For her, the dominant narrative around Belém’s logistical and structural capacity—focused on hotel networks, prices, transportation, and basic sanitation—reinforces a view in which the Amazon and its capitals “lack the minimum requirements of ‘civility’ or ‘readiness’ for events of this scale.”

The consequence of this framing is serious: the media risks disqualifying the event before it even takes place. The coverage, according to the expert, reflects a view that still sees the Brazilian North as a territory that must be “developed/tidied up” for the world, instead of as a hub of environmental and social solutions.

For Costa, the central role of mainstream media lies in its ability to translate and contextualize the event: “If mainstream media fails to go beyond ‘what is being said’ (the negotiations) and ‘where it is taking place’ (the construction works), it risks reducing the event to a mere matter of geographic location and an empty political stage,” she warns.

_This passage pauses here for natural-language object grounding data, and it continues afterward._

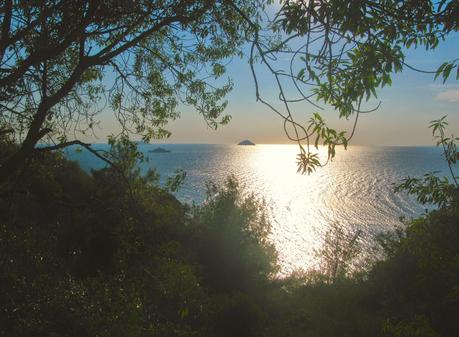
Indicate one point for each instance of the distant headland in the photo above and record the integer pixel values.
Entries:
(245, 142)
(159, 150)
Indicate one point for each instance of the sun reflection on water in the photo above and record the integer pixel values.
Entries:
(354, 190)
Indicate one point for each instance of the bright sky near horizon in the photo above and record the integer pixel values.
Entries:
(407, 106)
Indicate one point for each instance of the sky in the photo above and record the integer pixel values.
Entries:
(406, 108)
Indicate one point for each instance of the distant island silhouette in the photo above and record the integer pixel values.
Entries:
(159, 150)
(246, 142)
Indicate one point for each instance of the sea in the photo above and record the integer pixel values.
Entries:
(355, 190)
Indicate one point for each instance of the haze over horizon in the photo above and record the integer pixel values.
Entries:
(406, 109)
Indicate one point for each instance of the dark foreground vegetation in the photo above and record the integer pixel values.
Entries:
(112, 254)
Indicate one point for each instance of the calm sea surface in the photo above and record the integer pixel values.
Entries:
(354, 190)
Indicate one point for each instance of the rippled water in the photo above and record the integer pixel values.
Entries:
(355, 190)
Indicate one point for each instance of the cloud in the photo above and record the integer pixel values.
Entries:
(448, 95)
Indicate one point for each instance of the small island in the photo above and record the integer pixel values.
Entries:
(246, 142)
(159, 150)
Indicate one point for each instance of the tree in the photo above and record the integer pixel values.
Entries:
(341, 53)
(62, 62)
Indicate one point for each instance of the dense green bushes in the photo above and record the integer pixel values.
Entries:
(113, 254)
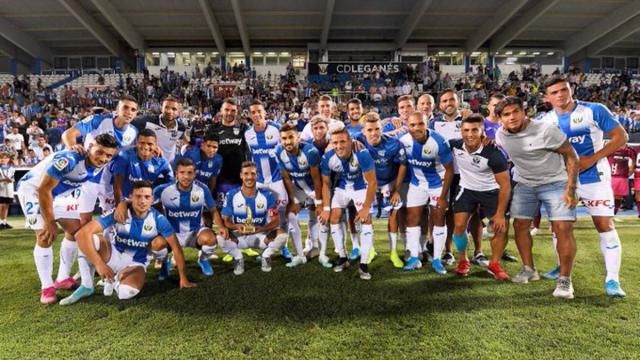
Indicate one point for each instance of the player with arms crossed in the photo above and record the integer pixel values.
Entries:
(183, 203)
(356, 181)
(121, 259)
(299, 164)
(586, 124)
(49, 194)
(251, 214)
(426, 153)
(484, 184)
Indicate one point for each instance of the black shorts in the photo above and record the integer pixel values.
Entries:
(469, 201)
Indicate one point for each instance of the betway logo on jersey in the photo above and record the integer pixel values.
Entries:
(415, 162)
(254, 220)
(131, 242)
(578, 139)
(183, 214)
(228, 141)
(262, 151)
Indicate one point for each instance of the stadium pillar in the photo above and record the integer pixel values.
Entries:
(141, 64)
(586, 65)
(37, 66)
(223, 62)
(13, 66)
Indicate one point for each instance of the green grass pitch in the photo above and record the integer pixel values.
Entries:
(313, 313)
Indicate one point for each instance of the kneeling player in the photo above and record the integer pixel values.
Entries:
(49, 195)
(485, 184)
(122, 259)
(183, 203)
(252, 216)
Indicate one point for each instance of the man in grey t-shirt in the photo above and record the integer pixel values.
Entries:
(546, 170)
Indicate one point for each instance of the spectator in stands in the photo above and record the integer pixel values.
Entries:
(40, 146)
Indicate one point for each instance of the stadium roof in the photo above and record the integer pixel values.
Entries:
(45, 28)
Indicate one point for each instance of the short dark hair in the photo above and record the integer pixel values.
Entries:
(287, 127)
(146, 132)
(229, 101)
(246, 164)
(509, 100)
(139, 184)
(474, 119)
(256, 102)
(446, 91)
(107, 140)
(185, 162)
(128, 98)
(405, 98)
(499, 96)
(211, 136)
(552, 80)
(354, 101)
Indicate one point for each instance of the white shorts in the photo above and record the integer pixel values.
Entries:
(421, 196)
(120, 261)
(190, 239)
(92, 192)
(280, 192)
(303, 197)
(386, 198)
(341, 198)
(65, 206)
(256, 240)
(597, 198)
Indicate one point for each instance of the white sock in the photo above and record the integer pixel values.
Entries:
(275, 245)
(439, 240)
(612, 251)
(231, 248)
(338, 239)
(355, 240)
(313, 230)
(323, 239)
(296, 233)
(393, 241)
(43, 258)
(366, 242)
(68, 252)
(413, 240)
(555, 247)
(206, 251)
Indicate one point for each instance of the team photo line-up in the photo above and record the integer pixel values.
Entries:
(437, 175)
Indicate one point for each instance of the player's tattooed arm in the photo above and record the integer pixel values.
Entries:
(573, 165)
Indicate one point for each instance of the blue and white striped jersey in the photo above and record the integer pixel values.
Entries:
(297, 166)
(136, 234)
(585, 128)
(68, 167)
(184, 208)
(349, 172)
(94, 125)
(128, 164)
(425, 160)
(262, 146)
(262, 207)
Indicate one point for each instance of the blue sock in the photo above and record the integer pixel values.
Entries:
(460, 241)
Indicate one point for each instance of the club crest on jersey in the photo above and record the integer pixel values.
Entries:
(61, 163)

The greatest legacy of COP30 in the Amazon, therefore, will not be merely the coverage of negotiations or urban projects. It is the responsibility of major media outlets to connect the conference’s central themes—climate change, adaptation, financing—to the reality experienced by the 30 million Brazilians in the Amazon: its traditional peoples, the bioeconomy, and its urban challenges.

“We cannot engage with narratives of a ‘we’ and a ‘they,’ separating populations into social divisions—those who should or should not be protected,” concludes professor Alda.